Baru tahulah Ciang Le dan diam diam ia pun mengakui bahwa hukuman hukuman yang dijatuhkan itu tentu akan membikin kuncup hati para penjahat. Namun ia masih penasaran dan menganggap bahwa perbuatan seorang gadis cantik dengan hukuman hukuman kejam itu amat keterlaluan.
“Hm, kau bukan algojo, mengapa membunuh orang seperti membunuh ayam saja?”
“Habis, kalau menurut pendapatmu, Go enghiong yang budiman dan berhati mulia, apakah aku harus memperlakukan orang orang jahat itu dengan lemah lembut dan melepaskan mereka semua berkeliaran melakukan kejahatan tanpa diganggu?” suara gadis ini mengandung ejekan sehingga muka Ciang Le menjadi merah.
“Bukan demikian, hanya hukuman itu terlalu kejam dan ganas seperti perbuatan iblis saja! Bukan hakmu untuk menjatuhkan hukuman kepada mereka ini. Apakah tidak ada rasa kasihan dalam hatimu?”
Gadis itu menahan ketawanya dan tersenyum lebar. “Aha, jadi kau benar benar merasa kasihan kepada mereka? Baiklah, Go enghiong, kebaikan hatimu ini akan kusampaikan kepada mereka. Memandang mukamu sebagai tamuku, hari ini aku akan menurunkan semua hukuman mereka.” Cun Eng lalu mengangkat tangan kanannya yang memegang golok dan berkata dengan nyaring kepada semua orang yang masih berlutut, “Hai, kalian dengarlah baik baik! Hari ini aku kedatangan tamu agung yang berhati mulia, yakni Hwa I Enghiong, pemuda gagah dan budiman ini! Atas permintaannya dan melihat mukanya, baiklah aku mengurangi hukuman kalian dan memotong setengahnya!”
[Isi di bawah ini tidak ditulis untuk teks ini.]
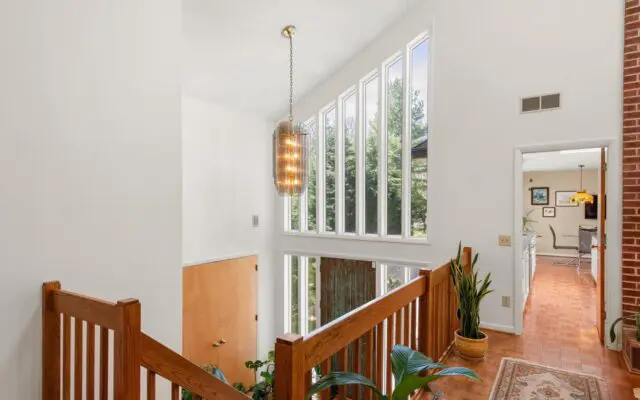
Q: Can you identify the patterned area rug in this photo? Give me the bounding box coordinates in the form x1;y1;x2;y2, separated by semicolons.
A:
489;358;610;400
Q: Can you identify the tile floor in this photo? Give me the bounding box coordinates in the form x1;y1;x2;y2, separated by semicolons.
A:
433;257;640;400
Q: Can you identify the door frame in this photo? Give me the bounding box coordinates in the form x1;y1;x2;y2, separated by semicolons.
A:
513;137;622;349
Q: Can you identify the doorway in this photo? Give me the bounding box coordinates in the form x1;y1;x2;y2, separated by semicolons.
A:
514;142;621;343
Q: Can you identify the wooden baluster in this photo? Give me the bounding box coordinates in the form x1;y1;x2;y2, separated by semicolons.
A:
62;314;71;400
338;346;349;399
417;269;429;355
409;300;418;350
171;382;180;400
42;282;61;400
73;318;84;400
385;315;393;397
85;322;96;400
402;304;411;347
275;334;306;400
320;357;331;400
113;299;141;400
100;326;109;400
147;370;156;400
352;337;362;400
364;329;374;399
393;309;404;345
375;322;384;391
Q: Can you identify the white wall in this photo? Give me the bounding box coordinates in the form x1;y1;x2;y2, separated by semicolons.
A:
275;0;624;336
182;96;275;356
522;169;600;257
0;0;181;400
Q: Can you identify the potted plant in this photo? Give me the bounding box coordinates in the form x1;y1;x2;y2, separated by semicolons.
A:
306;344;480;400
233;351;275;400
609;306;640;374
451;244;493;360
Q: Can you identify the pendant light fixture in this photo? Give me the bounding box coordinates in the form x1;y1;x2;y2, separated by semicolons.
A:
273;25;308;196
570;164;593;204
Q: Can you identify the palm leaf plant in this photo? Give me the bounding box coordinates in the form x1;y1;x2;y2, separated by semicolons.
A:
306;344;480;400
451;243;493;339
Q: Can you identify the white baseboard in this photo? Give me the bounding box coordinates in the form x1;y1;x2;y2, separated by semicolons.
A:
536;252;578;258
480;321;516;333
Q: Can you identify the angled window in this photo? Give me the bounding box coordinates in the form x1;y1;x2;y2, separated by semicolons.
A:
323;107;337;232
385;58;404;236
342;93;357;233
362;75;380;235
409;39;429;237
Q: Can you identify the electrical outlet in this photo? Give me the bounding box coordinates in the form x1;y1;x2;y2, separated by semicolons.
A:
498;235;511;247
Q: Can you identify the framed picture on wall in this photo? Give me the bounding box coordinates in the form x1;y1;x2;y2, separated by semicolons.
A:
531;187;549;206
556;190;578;207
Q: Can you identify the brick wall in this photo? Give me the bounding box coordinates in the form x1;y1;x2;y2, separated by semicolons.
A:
622;0;640;314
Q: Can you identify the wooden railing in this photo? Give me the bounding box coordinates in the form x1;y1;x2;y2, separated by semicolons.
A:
275;248;471;400
42;282;248;400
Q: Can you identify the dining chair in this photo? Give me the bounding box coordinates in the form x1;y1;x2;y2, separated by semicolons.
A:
549;225;579;265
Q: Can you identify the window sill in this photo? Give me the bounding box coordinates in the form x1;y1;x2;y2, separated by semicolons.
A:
282;231;431;246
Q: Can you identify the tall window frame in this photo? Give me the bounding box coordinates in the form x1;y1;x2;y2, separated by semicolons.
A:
284;32;433;244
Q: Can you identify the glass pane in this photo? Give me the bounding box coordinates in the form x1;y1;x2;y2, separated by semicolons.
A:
364;77;380;234
411;40;429;237
289;194;300;231
289;256;300;334
307;257;318;332
342;94;356;233
387;265;405;293
387;59;403;235
324;107;336;232
305;118;318;231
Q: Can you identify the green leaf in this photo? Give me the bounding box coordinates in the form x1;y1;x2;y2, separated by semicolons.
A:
391;344;445;385
306;372;387;400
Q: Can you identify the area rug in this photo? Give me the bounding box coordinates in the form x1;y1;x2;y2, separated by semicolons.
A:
489;358;610;400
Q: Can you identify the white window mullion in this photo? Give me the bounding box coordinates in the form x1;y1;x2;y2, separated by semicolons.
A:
284;255;291;333
402;47;411;238
298;256;309;336
378;64;387;236
335;96;346;234
355;81;366;235
316;110;327;233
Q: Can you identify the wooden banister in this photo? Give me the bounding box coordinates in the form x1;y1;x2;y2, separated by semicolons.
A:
140;333;248;400
42;282;249;400
304;277;426;369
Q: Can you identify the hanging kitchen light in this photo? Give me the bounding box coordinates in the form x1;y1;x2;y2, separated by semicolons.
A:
570;164;593;204
273;25;308;196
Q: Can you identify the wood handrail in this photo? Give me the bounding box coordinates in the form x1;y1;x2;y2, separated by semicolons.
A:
303;276;427;370
51;290;119;330
140;333;249;400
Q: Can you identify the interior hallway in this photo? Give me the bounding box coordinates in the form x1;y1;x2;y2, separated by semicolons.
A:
434;257;640;400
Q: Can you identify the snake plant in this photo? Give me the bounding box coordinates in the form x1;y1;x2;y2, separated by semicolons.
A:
306;344;480;400
451;243;493;339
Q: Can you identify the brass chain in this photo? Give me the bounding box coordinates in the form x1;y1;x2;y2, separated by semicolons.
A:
289;32;293;125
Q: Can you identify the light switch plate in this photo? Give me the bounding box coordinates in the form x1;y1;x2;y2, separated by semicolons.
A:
498;235;511;247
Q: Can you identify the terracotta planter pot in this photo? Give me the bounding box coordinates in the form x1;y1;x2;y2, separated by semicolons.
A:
455;330;489;360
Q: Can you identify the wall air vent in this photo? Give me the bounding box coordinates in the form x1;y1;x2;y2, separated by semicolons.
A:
520;93;560;113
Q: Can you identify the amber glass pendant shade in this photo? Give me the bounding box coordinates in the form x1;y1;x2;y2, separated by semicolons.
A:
273;121;309;196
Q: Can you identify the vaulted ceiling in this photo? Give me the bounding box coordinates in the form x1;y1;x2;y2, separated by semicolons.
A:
183;0;419;119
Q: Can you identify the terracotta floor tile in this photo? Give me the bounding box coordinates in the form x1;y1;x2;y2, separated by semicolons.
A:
422;257;640;400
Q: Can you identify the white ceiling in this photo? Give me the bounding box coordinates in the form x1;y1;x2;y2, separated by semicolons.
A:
183;0;420;119
522;149;600;172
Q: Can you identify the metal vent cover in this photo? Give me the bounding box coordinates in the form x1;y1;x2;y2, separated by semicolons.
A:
520;93;560;113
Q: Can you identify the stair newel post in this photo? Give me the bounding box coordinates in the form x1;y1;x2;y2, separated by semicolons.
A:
275;333;307;400
114;299;142;400
418;269;429;354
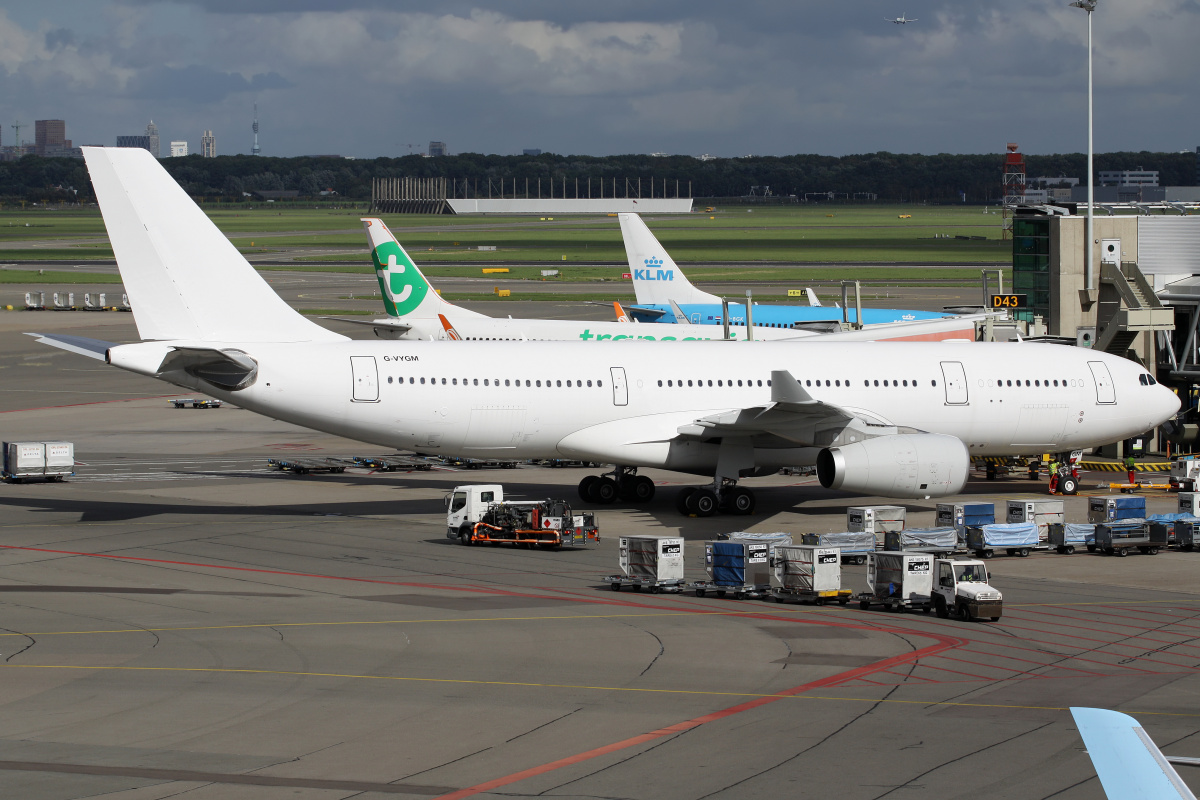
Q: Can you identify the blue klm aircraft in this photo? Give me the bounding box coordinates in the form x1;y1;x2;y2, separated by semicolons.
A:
617;213;952;327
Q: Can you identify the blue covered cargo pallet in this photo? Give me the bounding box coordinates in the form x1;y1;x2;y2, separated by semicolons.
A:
967;522;1039;559
800;531;875;564
1096;519;1166;555
1050;522;1096;555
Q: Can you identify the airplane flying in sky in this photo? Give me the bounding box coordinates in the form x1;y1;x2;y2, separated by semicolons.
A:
34;148;1180;516
328;217;982;343
617;213;950;332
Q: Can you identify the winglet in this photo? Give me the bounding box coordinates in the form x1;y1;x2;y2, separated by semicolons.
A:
438;314;462;342
1070;708;1195;800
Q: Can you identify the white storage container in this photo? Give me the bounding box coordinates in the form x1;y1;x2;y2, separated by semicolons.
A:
618;535;683;581
772;545;841;594
1004;500;1067;545
846;506;906;542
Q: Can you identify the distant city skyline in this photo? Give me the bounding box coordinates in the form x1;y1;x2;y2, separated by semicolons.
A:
0;0;1200;157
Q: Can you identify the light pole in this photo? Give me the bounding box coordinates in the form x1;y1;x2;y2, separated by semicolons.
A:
1070;0;1096;291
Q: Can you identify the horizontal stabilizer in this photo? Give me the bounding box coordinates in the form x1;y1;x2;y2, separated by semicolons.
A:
1070;708;1195;800
25;333;116;361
Orang orang yang tadinya berlutut dan menundukkan mukanya, kini mengangkat muka dengan girang sekali. Dengan wajah terharu dan berseri seri mereka lalu mengangkat kedua tangan di atas kepala, menyembah ke arah Hwa I Enghiong untuk menyatakan terima kasih.
Ciang Le yang berdiri dengan gagah di sebelah kiri Cun Eng lalu mengangkat tangan kirinya ke atas. “Kalian dengarlah baik baik! Sesungguhnya tidak seharusnya aku membela orang orang seperti kalian yang telah melakukan kejahatan, baik kejahatan kecil maupun besar. Orang orang seperti kalian ini wajib dihukum. Sekarang Kiang pangcu telah berlaku baik untuk mengurangi hukuman kalian, bukan sekali kali karena jasaku. Kepada pangcu inilah kalian harus berterima kasih. Kemurahan hati pangcu ini hendaknya kalian jadikan pedoman untuk kemudian hidup dengan jalan baik dan menebus dosa. Ingatlah bahwa kalau lain kali kalian masih saja melakukan perbuatan terkutuk, aku sendiri bahkan akan membantu Kiang pangcu untuk menangkap kembali dan memberi hukuman yang seberat beratnya!”
Cun Eng tersenyum manis mendengar ini dan ia lalu mengajak pemuda itu turun kembali meninggalkan tempat itu setelah berpesan kepada orang hukuman itu untuk mengubur jenazah Toa Sam di tempat kuburan umum.
Sambil menanti datangnya malam hari di mana akan diadakan perjamuan untuk menghormat tamu. Ciang Le dilayani oleh Cun Eng dengan segala keramahan. Pemuda ini benar benar merasa amat sungkan akan tetapi oleh karena ia telah menerima sambutan perjamuan itu, terpaksa ia menyabarkan diri, bahkan ia menggunakan kesempatan itu untuk bertanya dan bercakap cakap dengan Cun Eng tentang keadaan perkumpulan Hek kin kaipang yang aneh. Adapun ketua perkumpulan Pengemis Sabuk Hitam itupun agaknya sudah “jatuh hati” betul betul terhadap Ciang Le yang tampan, karena tanpa ragu ragu lagi Cun Eng menceritakan semua hal dan bahkan menceritakan pula siapa adanya tiga orang tua yang menjadi pembantu pembantu itu.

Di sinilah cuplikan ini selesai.